Listening to this woman speak echoes all the feelings and emotions I have on this issue. I am not gay. I do however have a child that is. I have a best friend that is. I have known more than I can ever begin to count. I have been their friend, their parent, their confidant. And what I have found is that they are equally wanting, equally gifting, equally just as human as anyone else.
I come from a generation when gays hid safely in the closet. Rarely was the time when you knew that a person you had spent time with was gay. It was a time of great bias about many things. Racial inequality, women’s right and the question of sexual freedom. As children, we were fed a myriad of misconceptions and prejudices about anyone that was different, that dared to challenge the way things were, “had always been”, that God had decreed.
I was raised by a man that was a small town born and bred Georgia boy. I lived on two different occasions in that rural area near where he was born. I even remember overhearing my grandmother tell someone that I was only “technically” her grandchild, because my mother was a Yankee. I went to schools that though they were “integrated”, they were only barely so. The separation was there. Held by the beliefs that had been instilled in the children by their parents and their community. We went to the same schools together, but we kept apart. The blacks knew their place and kept to themselves. They didn’t cause problems, didn’t talk back, didn’t do anything to make themselves stand out in any way. It was a time and a place where a black man didn’t walk on the same side of the street with a white woman, more yet, dare to hold her hand or touch her in any way.

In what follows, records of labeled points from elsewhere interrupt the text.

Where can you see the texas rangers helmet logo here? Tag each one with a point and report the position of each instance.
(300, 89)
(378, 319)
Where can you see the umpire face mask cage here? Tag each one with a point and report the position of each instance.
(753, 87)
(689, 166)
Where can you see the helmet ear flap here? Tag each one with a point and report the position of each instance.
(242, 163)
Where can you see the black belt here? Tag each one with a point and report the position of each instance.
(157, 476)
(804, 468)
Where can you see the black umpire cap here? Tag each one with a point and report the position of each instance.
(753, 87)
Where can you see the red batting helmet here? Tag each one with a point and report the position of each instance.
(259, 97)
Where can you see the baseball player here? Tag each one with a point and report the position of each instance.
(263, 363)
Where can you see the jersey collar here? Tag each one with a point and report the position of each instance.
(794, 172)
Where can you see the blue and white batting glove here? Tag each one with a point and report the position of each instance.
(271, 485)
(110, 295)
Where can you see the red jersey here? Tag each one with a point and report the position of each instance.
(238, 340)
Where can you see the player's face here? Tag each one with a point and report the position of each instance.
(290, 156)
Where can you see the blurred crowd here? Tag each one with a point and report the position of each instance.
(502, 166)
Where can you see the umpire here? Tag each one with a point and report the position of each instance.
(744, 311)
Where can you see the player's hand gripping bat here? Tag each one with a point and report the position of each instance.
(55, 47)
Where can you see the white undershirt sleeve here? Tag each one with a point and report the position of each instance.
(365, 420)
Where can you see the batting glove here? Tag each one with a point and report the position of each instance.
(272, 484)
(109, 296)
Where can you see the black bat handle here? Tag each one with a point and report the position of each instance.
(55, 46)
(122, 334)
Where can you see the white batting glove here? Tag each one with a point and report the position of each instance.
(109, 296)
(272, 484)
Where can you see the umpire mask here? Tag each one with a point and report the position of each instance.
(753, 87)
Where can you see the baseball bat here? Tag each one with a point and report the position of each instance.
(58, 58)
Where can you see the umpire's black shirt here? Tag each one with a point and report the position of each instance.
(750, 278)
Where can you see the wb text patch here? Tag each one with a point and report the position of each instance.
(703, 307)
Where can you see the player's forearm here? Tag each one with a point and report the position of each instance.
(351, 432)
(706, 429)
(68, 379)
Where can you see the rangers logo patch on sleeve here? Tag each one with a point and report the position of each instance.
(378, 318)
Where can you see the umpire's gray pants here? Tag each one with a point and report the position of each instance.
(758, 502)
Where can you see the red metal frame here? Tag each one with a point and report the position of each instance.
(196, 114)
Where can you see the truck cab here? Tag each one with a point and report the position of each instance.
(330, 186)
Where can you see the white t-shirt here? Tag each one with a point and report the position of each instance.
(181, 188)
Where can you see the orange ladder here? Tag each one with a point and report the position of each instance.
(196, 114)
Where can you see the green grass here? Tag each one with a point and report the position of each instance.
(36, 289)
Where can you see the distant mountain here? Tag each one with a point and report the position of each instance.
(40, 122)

By the second time we moved down to Georgia, I had pretty much lost most of my southern accent. And I found myself in a place of being shunned for being a Yankee girl. The blacks wouldn’t associate with me because I was white. So, I was effectively shunned by all. After a while, the blacks noticed that the whites had nothing to do with me other than harass me for the way I talked and befriended me. They took a great chance opening their circles to me. And I learned that they were no different than others. Well, they were down there, because they were able to step past their rules and accept one that was not one of their own.
The first gay person I consciously know of having made friends with was a woman that I went to school with. We became very close friends for a long time without me knowing that she was gay. I was stunned when I found out about her. I had undressed in front of her when we were trying on clothes, spent the night in the same room with her on numerous occasions. The truth is that I felt betrayed that she hadn’t told me as I felt I should have been made aware of such things given the things we had done together. I avoided her for a while after learning the truth. Not sure what to do about it. In this massive internal battle over the fact that I felt deceived and the fact that she had become one of my best friends.

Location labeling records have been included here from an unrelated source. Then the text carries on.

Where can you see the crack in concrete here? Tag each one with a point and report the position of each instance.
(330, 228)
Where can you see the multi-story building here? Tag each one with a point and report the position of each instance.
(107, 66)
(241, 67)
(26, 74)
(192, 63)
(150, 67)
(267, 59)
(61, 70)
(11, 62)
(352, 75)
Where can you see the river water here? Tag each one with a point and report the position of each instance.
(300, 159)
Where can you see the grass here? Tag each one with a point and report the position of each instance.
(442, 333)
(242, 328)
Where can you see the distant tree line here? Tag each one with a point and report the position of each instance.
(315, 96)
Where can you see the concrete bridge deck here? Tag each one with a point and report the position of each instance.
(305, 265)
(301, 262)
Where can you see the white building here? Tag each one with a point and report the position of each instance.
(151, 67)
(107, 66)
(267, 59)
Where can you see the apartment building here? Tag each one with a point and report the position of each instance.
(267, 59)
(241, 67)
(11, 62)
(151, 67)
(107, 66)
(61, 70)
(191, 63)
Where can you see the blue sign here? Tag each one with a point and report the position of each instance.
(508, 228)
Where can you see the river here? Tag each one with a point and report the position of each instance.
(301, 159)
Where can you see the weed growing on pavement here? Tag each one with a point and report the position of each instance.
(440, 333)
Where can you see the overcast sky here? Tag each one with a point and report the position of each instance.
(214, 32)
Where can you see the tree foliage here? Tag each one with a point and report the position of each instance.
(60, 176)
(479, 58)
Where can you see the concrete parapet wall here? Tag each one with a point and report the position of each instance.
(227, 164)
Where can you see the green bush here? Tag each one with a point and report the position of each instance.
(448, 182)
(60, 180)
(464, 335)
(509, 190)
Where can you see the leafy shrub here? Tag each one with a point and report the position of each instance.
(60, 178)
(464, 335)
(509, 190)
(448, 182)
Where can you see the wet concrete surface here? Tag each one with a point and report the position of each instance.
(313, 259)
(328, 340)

She finally cornered me one day in the hallway and demanded that I talk to her. I told her what I had been feeling. She told me that there was never any doubt in her mind that I was all female and one that was completely heterosexual. That she never looked at me as anything other than a friend. She had no desire for any woman that did not share the desire to be with women. We talked and we talked, and we laughed and we cried and we laughed some more. And I realized that I had nothing to fear from her. Her sexuality did not change who she was or what she was to me. She was my friend. None of the rest of it mattered. She didn’t care that I was straight. She was just my friend.
Maybe that is why I have so often bonded with people that were so very different in my life. Because they have the ability to look past such things as skin color, sexuality, etc. Maybe it is their difference that allows them to see past the superficial things that make most find comparisons of better or less than. Sometimes it seems that the outcasts often have a greater capacity to love and accept. And to ask so little in return. They don’t ask you to share their beliefs, their color, their station. They just rejoice when you extend your hand to them, give them a smile or wrap them in your arms in a hug. They just want to feel that they are accepted.
I have been touched by so many of these truly beautiful people in my life. Their differences at first seemingly so alien, so daunting. But, they have taught me so very much. They have allowed me to see how far my own heart is capable of opening and loving. They have allowed me to peer into another alien realm through their eyes. Maybe not one that I would ever want for myself. But, I can see the love and joy they have in that world and I can rejoice that they have found a world that brings them such joy.
My own son came out to me when he was 18. I still don’t know why he found it so hard to tell me. Why he would even think there was a chance that it might affect how I loved him. I have come close to understanding it after talking to another friend of mine, who is a lesbian. She said that as much as he might have known how devoted I was to him, that he feared putting that to the test. For, what if he was wrong and it lessened what he was to me? That I was so very much to him and it was one of those things that one was afraid to put to the test on even the tiniest chance that you could be wrong. That I needed to understand how very many kids are thrown out for such a revelation. Shunned and disowned by those that were most important to them. It didn’t matter that I could never conceive of doing such a thing to my child. It is a fear that all who are born different harbor within them. I understood better after listening to her. But, it also filled me with the most immense sadness that a child, any child, should have to hold such fears. That “my” child would have such fears.
My son is one of the most brilliant, wonderful, compassionate people I have ever known. With both of my children, I wonder what I ever did to be given the immense gift of their being bestowed on my life. I don’t know what or who I would be if I had not had them in my life. They are my breath and my universe. And they are two of the most beautiful incredible people I have ever met. Not because they are my children. But, because they are. Last night, my daughter helped a total stranger on the road. He had been missing for over a week. He said he had been drugged and kidnapped. I don’t know if that story is true or not. What I know is that she helped him. She called the authorities, she stayed with him. And yes, she was smart enough to keep constant contact with friends and gave them her location. She took a great chance. But, she did a beautiful thing.
They deserve to love and be loved in whatever way meets with their nature, that brings wholeness to their lives. There are many that say that allowing gays to marry undermines what marriage is. Marriage is a bond and commitment that is made between two people. It is not something that should be subject to the influence of the world outside. It should be a sanctuary from that world, a place of solace and trust. The only thing that can undermine what it is is the people who make the commitment. It is defined separately and uniquely by each when they enter into it. It is inviolable. It is what you believe it to be. It is NOT what others believe it to be. If it is in danger from outside influences, by others who choose a different definition, then it it a danger that you injected into it.
My children, my friends, have the right to whatever happiness they reach for. So long as they are not doing harm in the process. Their loving one of their own gender or the opposite is not harming anyone else’s definition of marriage. They make that vow solely with the person they take the vow with. You make it with the person you make it with. Its between you and your beloved. You may choose to share it with others. But, the vow is a secret bond connecting you to that other. Vulnerable only if you allow it to be. Defined only by those making it. Its not “our” vow. We don’t have to understand. We can make our own vows. And if we wish the freedom to make our own vows freely, we must allow others to do the same. They’re our children, our friends. We must allow them to find their happiness. That’s what love is.